It was a particularly nerve-racking ordeal for OpenAI as its software lost its first match against humans, a group called Team paiN, the day before.

“We’re not really shocked,” Filip Wolski, a member of technical staff at OpenAI, told The Register. “We came into the competition with a high level of uncertainty. We had no idea about certain things like who we would play even on the day of the matches.”

OpenAI has been trying to crack Dota 2 for a while, slowly ratcheting up the difficulty of the game conditions to challenge their machine-learning algorithms during training and development. The computer code can’t play to the same level of complexity as humans can, and the matches contain some restrictions such as a limited choice of heroes, items, and abilities. The bots had some advantages, such as lighting fast reaction times, and an ability to see the whole map at once in the game.

All-nighters

Engineers worked tirelessly day and night to tweak the OpenAI Five code. They decided to lift the restriction from using five invincible couriers, a unit that can ferry items to players during the match, to a single killable courier to make the games more realistic. The change was implemented only a few days before OpenAI Five’s appearance at The International.
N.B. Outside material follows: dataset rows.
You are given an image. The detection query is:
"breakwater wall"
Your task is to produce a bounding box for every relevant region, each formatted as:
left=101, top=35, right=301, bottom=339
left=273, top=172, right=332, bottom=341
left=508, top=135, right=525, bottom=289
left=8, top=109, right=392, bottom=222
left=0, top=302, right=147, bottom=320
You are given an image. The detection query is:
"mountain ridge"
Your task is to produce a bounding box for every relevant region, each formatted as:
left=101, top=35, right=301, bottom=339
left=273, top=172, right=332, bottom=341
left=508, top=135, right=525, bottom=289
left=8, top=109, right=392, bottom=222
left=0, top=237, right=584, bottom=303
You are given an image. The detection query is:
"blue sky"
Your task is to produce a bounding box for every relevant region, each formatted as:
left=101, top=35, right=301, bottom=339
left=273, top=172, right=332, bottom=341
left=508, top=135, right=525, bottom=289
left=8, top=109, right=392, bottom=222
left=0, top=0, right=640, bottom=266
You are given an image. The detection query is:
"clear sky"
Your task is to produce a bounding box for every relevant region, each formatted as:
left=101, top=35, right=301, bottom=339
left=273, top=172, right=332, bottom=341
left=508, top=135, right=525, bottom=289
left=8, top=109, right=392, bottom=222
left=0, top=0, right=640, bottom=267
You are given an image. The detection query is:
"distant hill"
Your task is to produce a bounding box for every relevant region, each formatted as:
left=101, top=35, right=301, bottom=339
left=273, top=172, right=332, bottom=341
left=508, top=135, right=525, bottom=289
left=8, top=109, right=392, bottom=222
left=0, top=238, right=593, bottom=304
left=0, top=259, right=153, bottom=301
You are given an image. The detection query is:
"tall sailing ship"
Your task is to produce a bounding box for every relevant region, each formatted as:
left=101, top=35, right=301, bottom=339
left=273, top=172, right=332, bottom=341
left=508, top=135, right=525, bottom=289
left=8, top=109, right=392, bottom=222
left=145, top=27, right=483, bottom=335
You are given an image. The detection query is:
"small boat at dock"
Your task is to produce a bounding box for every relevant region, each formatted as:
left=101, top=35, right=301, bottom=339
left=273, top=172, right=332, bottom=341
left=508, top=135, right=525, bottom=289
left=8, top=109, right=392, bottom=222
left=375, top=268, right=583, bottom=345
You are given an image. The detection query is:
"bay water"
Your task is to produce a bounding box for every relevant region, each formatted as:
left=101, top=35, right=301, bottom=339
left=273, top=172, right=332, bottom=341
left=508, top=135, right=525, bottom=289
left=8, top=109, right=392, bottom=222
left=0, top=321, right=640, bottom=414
After it suffered its first defeat on Wednesday, the programmers rejigged the AI's reward system in an attempt to maximize the chances of a victory. OpenAI Five is trained using reinforcement learning, where bots are programmed to chase rewards.

“The biggest reward is given when the bots win the game,” Wolski explained to The Register. "Intermediate rewards are for behaviors such as killing enemy heroes or gaining gold. We decided to lower the amount for intermediate rewards in the hopes that it would focus more on winning the game compared to other tasks."

OpenAI Five were formidable opponents for the humans. The bots had surgical precision when it came down to lobbing spells in battles, however, a lack of strategic planning was the software's downfall.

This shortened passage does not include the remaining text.